The datasets to predict on. If not specified, all datasets from compute_spec are used.

None
objective Optional[BoosterObjectives]

The objective function for the required prediction format.

None
num_class Optional[int]

The number of classes for multi-class classification.

None
quantile_alpha Optional[float]

The quantile alpha for quantile regression. Only needed if the objective reg:quantileerror is used.

None

evaluate_xgboost(session, model_parameter, target_col, feature_cols, datasets=None, eval_metric=[], additional_eval_metric=[], objective=None, num_class=None, quantile_alpha=None) 🔗

Evaluate an XGBoost model with remote data.

Parameters:

Name Type Description Default
session XGBoostSession

The session to use for evaluation.

required
model_parameter Dict[str, Any]

The model parameter dictionary to use for initializing the model to be evaluated.

required
target_col Union[str, int, float]

The target column as ground truth.

required
feature_cols Optional[List[Union[str, int, float]]]

The feature columns to use for prediction.

required
datasets Optional[List[FederatedDataFrame]]

The evaluation datasets. If not specified, all datasets from compute_spec are used.

None
eval_metric Union[EvaluationMetric, List[EvaluationMetric]]

The XGBoost evaluation metric to use. Can be a single string or a list.

[]
additional_eval_metric Union[ScikitMetric, List[ScikitMetric]]
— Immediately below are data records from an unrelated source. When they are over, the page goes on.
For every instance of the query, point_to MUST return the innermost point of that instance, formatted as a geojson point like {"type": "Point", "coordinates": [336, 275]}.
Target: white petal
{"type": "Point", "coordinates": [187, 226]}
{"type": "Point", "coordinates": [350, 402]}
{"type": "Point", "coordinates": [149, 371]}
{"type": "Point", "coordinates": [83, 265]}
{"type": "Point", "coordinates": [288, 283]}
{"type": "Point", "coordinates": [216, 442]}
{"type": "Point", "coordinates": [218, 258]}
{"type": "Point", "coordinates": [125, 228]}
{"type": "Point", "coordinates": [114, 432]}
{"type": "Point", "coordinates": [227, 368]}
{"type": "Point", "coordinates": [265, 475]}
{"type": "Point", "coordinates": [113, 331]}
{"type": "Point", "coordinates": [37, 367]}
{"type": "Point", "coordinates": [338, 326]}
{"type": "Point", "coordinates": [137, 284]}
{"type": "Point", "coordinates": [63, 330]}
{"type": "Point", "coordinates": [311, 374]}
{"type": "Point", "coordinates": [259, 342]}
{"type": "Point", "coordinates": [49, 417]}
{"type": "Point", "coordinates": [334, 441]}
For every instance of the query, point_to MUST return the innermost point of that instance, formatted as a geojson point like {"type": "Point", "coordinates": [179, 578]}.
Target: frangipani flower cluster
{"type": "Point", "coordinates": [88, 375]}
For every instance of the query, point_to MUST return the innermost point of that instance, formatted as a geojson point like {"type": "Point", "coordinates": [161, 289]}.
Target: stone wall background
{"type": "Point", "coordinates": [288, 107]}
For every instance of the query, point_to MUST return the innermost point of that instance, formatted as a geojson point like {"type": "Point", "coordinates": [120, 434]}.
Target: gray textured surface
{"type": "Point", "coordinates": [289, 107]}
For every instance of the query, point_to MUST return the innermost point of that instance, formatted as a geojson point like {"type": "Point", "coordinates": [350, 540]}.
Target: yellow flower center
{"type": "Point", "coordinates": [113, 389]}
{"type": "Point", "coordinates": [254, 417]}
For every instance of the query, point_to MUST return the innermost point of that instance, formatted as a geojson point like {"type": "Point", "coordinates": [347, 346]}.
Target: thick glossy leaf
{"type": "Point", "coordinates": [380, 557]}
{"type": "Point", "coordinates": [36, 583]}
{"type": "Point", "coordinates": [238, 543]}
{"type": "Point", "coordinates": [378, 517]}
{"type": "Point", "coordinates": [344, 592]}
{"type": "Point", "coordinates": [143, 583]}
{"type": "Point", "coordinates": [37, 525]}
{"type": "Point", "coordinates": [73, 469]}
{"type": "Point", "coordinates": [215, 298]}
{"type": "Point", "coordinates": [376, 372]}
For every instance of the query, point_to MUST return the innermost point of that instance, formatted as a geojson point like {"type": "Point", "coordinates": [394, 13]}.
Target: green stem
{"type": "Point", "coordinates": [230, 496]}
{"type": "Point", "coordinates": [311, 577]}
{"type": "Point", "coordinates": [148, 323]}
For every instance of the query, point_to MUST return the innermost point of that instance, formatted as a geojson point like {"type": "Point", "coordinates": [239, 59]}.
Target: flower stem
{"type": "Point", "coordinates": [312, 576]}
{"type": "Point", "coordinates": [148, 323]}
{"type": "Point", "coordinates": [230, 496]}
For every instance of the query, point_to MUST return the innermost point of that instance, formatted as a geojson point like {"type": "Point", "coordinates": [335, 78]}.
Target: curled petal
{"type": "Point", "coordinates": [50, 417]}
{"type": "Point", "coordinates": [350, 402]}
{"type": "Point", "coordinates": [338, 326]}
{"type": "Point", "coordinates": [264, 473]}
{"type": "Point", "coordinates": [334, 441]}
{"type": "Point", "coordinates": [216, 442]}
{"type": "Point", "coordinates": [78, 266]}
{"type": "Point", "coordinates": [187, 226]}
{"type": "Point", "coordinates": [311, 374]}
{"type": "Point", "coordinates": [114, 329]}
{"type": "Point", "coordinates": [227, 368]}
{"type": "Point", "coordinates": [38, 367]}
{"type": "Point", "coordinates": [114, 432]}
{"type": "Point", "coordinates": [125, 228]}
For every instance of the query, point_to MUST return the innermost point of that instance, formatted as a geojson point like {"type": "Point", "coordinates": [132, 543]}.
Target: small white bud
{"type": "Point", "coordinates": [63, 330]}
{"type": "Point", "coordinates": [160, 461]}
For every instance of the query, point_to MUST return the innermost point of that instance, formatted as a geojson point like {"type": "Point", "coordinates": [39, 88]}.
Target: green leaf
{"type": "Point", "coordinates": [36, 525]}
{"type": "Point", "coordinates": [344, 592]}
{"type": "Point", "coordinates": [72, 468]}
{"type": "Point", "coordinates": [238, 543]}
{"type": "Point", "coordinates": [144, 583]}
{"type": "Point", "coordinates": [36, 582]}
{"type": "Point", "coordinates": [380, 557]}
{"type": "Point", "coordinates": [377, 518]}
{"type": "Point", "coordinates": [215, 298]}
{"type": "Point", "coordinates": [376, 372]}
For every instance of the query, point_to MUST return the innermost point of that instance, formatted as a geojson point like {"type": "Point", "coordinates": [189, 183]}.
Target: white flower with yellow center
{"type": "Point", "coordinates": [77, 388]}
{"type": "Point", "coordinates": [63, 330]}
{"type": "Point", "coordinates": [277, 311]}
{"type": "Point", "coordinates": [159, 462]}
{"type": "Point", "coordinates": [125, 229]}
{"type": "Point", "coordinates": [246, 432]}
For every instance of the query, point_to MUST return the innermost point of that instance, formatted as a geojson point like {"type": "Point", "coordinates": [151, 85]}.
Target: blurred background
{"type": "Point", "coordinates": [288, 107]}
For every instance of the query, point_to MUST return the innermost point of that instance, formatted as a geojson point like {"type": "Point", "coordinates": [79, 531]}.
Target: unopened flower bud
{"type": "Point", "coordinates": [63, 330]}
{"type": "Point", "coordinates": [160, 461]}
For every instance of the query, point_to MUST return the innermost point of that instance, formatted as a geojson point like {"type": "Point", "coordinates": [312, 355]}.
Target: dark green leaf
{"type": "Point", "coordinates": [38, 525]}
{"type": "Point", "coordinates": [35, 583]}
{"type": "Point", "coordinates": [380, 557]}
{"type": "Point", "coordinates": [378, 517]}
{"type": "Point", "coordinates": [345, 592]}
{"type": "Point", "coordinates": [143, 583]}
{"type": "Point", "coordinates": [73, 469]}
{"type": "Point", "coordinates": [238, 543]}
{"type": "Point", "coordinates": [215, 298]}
Additional scikit-learn evaluation metrics to use. Must be used with objective="multi:softmax".

[]
objective Optional[BoosterObjectives]

The objective function.

None
num_class Optional[int]

The number of classes for multi-class classification.

None
quantile_alpha Optional[float]

The quantile alpha for quantile regression. Only needed if the objective reg:quantileerror is used.

None

Returns:

Type Description
Dict[str, List[float]]

The evaluation results as a dictionary.

apheris_xgboost.session🔗

XGBoostSession 🔗

Bases: ABC

Abstract class for XGBoost sessions. Subclasses must implement the run and get_dataset_mapping method.

XGBoostLocalSession 🔗

Bases: XGBoostSession

__init__(dataset_mapping, dataset_root, ds2gw_dict=None, workspace=None) 🔗

XGBoost session for local execution. Args: dataset_mapping: Mapping of gateway IDs to local dataset subpaths. dataset_root: Root directory for the local datasets. ds2gw_dict: Optional mapping of dataset IDs to gateway IDs. If not provided, it will be generated automatically with the dataset ids dataset_id_1 ... dataset_id_n. workspace: Optional workspace directory. If not provided, a temporary directory. timeout: Timeout in seconds for the simulator run to kill all remaining processes in case of a client error.

get_dataset_mapping() 🔗

Returns the dataset mapping of gateway IDs to local dataset subpaths.

run(xgb_job) 🔗

Runs the XGBoost job locally in nvflare simulator mode. Args: xgb_job: XGBoost job to run. Returns: The trained XGBoost model as a dictionary.

XGBoostRemoteSession 🔗

Bases: XGBoostSession

__init__(compute_spec_id, dataset_ids, dataset_root='/workspace/input') 🔗

XGBoost session for remote execution. Args: compute_spec_id: Compute spec ID. dataset_ids: List of dataset IDs. dataset_root: Optional root directory for the remote datasets default is "/workspace/input".

get_dataset_mapping() 🔗

Returns the dataset mapping of gateway IDs to dataset paths on remote side. This information is retrieved from the dataset references of the dataset IDs.

run(xgb_job) 🔗

Runs the XGBoost job remotely. Args: xgb_job: XGBoost job to run. Returns: The trained XGBoost model as a dictionary.